Second, the correspondence that Plaintiff identifies is known to the Court.  It was produced by Defendant in opposition to the original motion. (Declaration of R. Jeffrey Neer ISO Opposition to Motion to Set Aside ¶¶ 4-8, Exhs. A-G.) Plaintiff has not shown that this is new evidence, or why, given the information already available to Plaintiff regarding the complete lack of diligence and care by Mr. Law and Mr. Earle, Plaintiff did not recognize that the conduct of Plaintiff’s prior attorney amounted to inexcusable neglect.

 

Third, the mandatory provision of Code of Civil Procedure section 473(b) states:

 

“Notwithstanding any other requirements of this section, the court shall, whenever an application for relief is made no more than six months after entry of judgment, is in proper form, and is accompanied by an attorney's sworn affidavit attesting to his or her mistake, inadvertence, surprise, or neglect, vacate any (1) resulting default entered by the clerk against his or her client, and which will result in entry of a default judgment, or (2) resulting default judgment or dismissal entered against his or her client, unless the court finds that the default or dismissal was not in fact caused by the attorney's mistake, inadvertence, surprise, or neglect.”

 

(Code Civ. Proc. § 473(b) [Emphasis added].) Here, Plaintiff was not seeking an application for relief from entry of a default, default judgment, or dismissal, only from an order to pay attorney’s fees. Thus, the mandatory relief provision of section 473(b) would not be applicable even if it were offered with proper support.  (Shayan v. Spine Care & Orthopedic Physicians (2020) 44 Cal. App. 5th 167, 170 [holding that mandatory relief under § 473(b) only applies to defaults, default judgments and dismissals].)

 

            Code of Civil Procedure section 1008 authorizes the Court to impose sanctions under section 128.7 for failure to comply with the requirements of the statute, including for moving for reconsideration without showing what new or different facts, circumstances, or law justify such relief.  In light of Plaintiff’s failure to do so, the Court finds that sanctions may be warranted.

 

CONCLUSION:

 

            Accordingly, Plaintiff’s motion for reconsideration is DENIED.

 

            If Defendant decides to pursue sanctions under Code of Civil Procedure sections 128.7 and/or 1008, it is ordered to filed its motion for sanctions within 30 days of this order.

 

            Plaintiff to give notice.

 

IT IS SO ORDERED.

 

Dated: August 5, 2022                                    ___________________________________

                                                                                    Theresa M. Traber

                                                                                    Judge of the Superior Court

 


            Any party may submit on the tentative ruling by contacting the courtroom via email at Smcdept47@lacourt.org by no later than 4:00 p.m. the day before the hearing.

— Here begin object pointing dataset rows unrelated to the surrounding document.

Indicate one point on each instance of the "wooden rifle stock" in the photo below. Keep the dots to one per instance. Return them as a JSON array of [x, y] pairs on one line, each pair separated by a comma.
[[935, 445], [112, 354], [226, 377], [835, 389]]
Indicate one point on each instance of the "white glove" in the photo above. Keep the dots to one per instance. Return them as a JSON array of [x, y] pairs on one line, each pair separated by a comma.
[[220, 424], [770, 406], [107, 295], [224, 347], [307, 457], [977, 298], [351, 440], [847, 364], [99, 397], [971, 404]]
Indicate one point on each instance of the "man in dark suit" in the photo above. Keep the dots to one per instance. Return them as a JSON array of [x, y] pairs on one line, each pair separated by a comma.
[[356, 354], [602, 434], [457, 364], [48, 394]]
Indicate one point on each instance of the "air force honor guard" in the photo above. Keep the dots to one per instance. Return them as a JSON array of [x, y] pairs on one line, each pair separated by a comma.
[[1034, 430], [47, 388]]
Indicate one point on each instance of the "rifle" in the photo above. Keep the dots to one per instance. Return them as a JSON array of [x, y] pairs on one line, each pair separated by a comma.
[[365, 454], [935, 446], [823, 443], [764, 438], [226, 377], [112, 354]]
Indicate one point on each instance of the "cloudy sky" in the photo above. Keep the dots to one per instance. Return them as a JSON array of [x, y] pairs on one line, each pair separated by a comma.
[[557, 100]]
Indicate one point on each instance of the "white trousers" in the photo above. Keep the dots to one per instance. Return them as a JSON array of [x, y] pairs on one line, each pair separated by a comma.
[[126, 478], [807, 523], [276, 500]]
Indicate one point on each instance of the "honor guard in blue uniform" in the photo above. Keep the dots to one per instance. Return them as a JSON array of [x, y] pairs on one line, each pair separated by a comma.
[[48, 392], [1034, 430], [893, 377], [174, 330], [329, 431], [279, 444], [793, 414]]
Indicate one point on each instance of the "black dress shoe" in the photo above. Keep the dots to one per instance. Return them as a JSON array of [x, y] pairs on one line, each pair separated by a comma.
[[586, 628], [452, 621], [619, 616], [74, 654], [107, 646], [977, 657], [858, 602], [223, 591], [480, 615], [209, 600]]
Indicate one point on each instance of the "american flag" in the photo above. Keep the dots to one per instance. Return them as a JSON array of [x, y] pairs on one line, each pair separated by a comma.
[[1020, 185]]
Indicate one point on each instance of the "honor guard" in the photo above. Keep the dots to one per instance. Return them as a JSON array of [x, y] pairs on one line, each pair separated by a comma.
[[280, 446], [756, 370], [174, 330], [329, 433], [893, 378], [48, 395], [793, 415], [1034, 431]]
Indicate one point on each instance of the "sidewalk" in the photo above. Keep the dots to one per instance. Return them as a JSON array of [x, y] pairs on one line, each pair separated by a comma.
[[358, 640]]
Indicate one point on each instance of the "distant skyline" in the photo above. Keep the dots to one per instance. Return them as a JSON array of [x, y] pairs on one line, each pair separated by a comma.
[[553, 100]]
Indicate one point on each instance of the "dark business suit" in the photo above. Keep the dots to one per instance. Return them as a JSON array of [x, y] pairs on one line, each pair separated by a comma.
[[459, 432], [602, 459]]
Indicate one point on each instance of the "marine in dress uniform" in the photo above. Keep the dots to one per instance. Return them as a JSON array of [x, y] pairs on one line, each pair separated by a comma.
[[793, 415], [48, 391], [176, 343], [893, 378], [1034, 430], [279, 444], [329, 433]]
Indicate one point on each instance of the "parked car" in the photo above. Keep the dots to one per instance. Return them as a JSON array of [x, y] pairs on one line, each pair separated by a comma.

All interested parties must be copied on the email. It should be noted that if you submit on a tentative ruling the court will still conduct a hearing if any party appears. By submitting on the tentative you have, in essence, waived your right to be present at the hearing, and you should be aware that the court may not adopt the tentative, and may issue an order which modifies the tentative ruling in whole or in part.

 



[1] Although the request for dismissal has the box checked for “cross-complaint” and specifies “Cross Complaint from I-Chung International, Inc.” multiple times and also identifies I-Chung as the Defendant and Cross Complainant, no cross-complaint was filed in this action. I-Chung filed the complaint, not a cross complaint, and is the Plaintiff in this action.